It was the record that wasn’t supposed to go down. The mark set by the Brazilian that no one else could touch for many years and well into the future. It withstood the “year of the suits”. It withstood many great flyers through the years. Last year, John Dillon broke this record and nearly broke 1:45 in the process. His drop was monumental and the time was scary. John is back, though most are calling him off his game. You might not even notice him, since he didn’t swim the event at NESCACs. Will you notice him come Friday night?
2 times in the top 10 come from February. The rest, they come from midseason. I didn’t turn those around and confused the 2 so let me say that again in another way. 8 of the top 10 times in the 200 fly were set in December. That’s unheard of. In most events we see 2-3 of the top 10 times coming from December, not 8. This, combined with the fact that 8 of those 10 are on teams currently seeded to finish in the top 15, make this event quite a show for the fans. The only other time the 200 fly is a show is when the 10 & unders swim it and you get to watch them try to finish legally.

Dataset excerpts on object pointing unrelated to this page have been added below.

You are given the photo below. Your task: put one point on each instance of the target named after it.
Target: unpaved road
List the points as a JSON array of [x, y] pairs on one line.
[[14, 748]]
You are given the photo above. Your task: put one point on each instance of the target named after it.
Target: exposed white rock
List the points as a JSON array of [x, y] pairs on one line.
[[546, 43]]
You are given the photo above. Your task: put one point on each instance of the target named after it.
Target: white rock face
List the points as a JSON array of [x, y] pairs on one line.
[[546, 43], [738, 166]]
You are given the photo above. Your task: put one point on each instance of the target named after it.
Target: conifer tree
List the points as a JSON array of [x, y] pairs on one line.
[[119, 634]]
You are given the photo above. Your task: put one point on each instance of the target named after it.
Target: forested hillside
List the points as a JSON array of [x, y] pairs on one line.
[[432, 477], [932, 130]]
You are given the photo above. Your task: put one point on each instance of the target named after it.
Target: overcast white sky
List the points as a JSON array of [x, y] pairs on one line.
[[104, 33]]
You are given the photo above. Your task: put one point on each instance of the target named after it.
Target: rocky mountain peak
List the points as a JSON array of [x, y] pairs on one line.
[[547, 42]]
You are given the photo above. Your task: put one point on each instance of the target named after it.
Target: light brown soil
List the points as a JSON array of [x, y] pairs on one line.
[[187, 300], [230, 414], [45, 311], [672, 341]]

The top returning swimmer, other than Dillon, is Joseph Pysnik of Kenyon. The junior comes in a second off his entry time in 2010. He didn’t drop much time last year so it’s uncertain if he will get back to that form again this year. Mackenzie Perry, whose name could also be Perry Mackenzie and it would work, which can’t often be said, enters 2.5 seconds faster this year after just being outtouched by Pysnik in finals last season. The top seed in 2011, John Hu, essentially equalled his seed time in prelims which was only good enough for consols. In consols, however, he dropped 1.5 seconds and won the heat. Equaling his season best this time around, which is significantly faster, will get him into the top 8, and then, who knows.
Sleeper: Tom Medvecky. This senior has had a spotty history of tapering for NCAAs. This year he posted his best time in December and will show up in Knoxville ready to go. An overlooked finalists from a year ago, Tom comes in seeded 9th but looking to get back into the big heat. With a solid prelims times, the racer in Tom will come out and a top 3 finish is very do-able and would cap off a great career.
Winner: Pat Augustyn. Notre Dame, more like Notre Lame. Or at least that’s what why I assume Pat transferred to Emory. That or he likes attractive women. Either way, he’s been swimming really well all season and is experienced in racing faster competitors in big environment. Look for him to touch first with a 1:47-low.